As a politician, Sarigul seems straight out of central casting: charismatic, energetic, with a good head of hair and who, as a young man, married in to the family of an important, secular politician.

In an interview, Sarigul hinted at the importance of Istanbul in the secular opposition’s ambitions to govern Turkey once again. “Our first target is Istanbul,” he said. “We are only talking about Istanbul right now.”

Sarigul’s opponent is not Erdogan, of course, but Mayor Kadir Topbas, a member of the AKP who won the last election, in 2009, with 44 percent of the vote. But Erdogan looms large in the race, not least because as prime minister he has often acted like the mayor, having a personal hand in local development issues, including the decision to raze Gezi Park and build a shopping mall. That move set off waves of anti-government protests last summer.

Secular vs. Islamist

The contest for mayor of Istanbul will also be a contest between Turkey’s secular traditions and the Islamist politics that have dominated the country over the last decade.

Zehra Hocaoglu, 33, who works at a soft-drink company and lives in the largely secular neighborhood of Besiktas, acknowledged the improvements the AKP had brought to the city but said he has become increasingly uneasy about the mixture of religion and politics during Erdogan’s time in power.

“We live in a secular country,” he said. “We want to live this way. I will vote for Sarigul.”

But for the pious here, who were oppressed under past secular governments, Erdogan’s rise to power created a heady sense of having a seat in power that they will not easily forsake.

“I used to have to take my head scarf off to attend my classes,” said Sevim Ergun, an English teacher, speaking as she rode the ferry to the Asian side of Istanbul. “But this year I was able to attend without taking it off.”

Some polls show that Sarigul is Turkey’s third most popular politician, after Erdogan and Abdullah Gul, the president.
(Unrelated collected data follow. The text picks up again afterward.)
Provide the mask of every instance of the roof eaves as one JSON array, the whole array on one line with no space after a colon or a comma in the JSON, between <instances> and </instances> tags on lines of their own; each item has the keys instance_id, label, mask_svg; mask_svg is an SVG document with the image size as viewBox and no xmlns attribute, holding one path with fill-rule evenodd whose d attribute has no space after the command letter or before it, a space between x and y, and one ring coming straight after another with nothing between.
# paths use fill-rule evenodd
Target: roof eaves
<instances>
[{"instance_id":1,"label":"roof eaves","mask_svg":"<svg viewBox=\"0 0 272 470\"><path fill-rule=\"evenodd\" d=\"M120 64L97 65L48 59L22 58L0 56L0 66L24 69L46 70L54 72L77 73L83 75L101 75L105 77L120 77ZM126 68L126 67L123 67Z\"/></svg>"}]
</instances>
Most analysts are not yet predicting a victory for Sarigul in Istanbul, although they say the race is tightening.

“Right-wing voters are pretty much stuck between their wallets and their conscience,” said Ersin Kalaycioglu, a professor of political science at Sabanci University in Istanbul.

But an AKP loss in Istanbul, experts say, would jeopardize Erdogan’s ambition to become president this year in the first national vote for that office, along with his oft-stated goal of presiding over Turkish politics until 2023, modern Turkey’s 100th anniversary.

“Last May, before Gezi, there was little doubt that he would comfortably win the presidency,” said Ozgur Unluhisarcikli, head of the Ankara office of the German Marshall Fund of the United States, a research organization. “Today there is nothing clear about the future of Turkish politics.”